Die Beratungsgruppe zur Finanzmarktkrise (Financial Crisis Advisory Group, FCAG) wurde gemeinsam von IASB und FASB eingerichtet, um Rechnungslegungssachverhalte zu erwägen, die im Zuge der weltweiten Finanzmarktkrise entstanden sind (siehe dazu unsere Meldung vom 30. Dezember 2008).

Ihr Zweck liegt darin, beiden Boards deutlich zu machen, welche Rolle die Bilanzierung während der Krise gespielt hat, und mögliche Änderungen vorzuschlagen. Gestern hielt die FCAG ihre erste Sitzung ab. Wir sind gegenwärtig bei der Übersetzung der inoffiziellen Mitschrift der Beobachter von Deloitte und werden sie Ihnen sobald als möglich zur Verfügung stellen.

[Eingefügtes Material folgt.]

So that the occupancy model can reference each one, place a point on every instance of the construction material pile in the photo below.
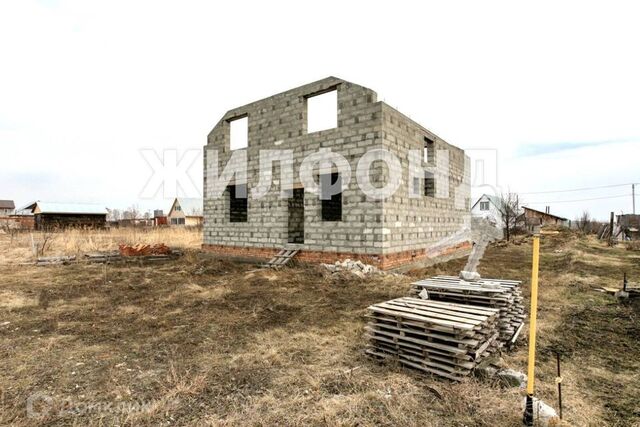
(504, 295)
(441, 338)
(144, 250)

Sitzung der Beratungsgruppe von IASB und FASB zur Finanzmarktkrise20. Januar 2009

Der Vorsitzende erinnerte die Teilnehmer in seinen einführenden Bemerkungen an die Gründe, warum der beizulegende Zeitwert jüngst soviel Aufmerksamkeit erregt hat, insbesondere in den Fällen, in denen er auf Instrumente in 'ausgetrockneten' Märkten angewendet wurde. Er fuhr mit der Erläuterung fort, dass das Konzept des beizulegenden Zeitwerts breitere Anwendung nach der 'Sparkassenkrise' in den USA gefunden hat und es weiterhin 'in Arbeit' sei. Er sagte, dass die beiden wesentlichen Fragen gestellt würden:

In welchen Fällen war die Rechnungslegung hilfreich bei der Identifizierung von Sachverhalten?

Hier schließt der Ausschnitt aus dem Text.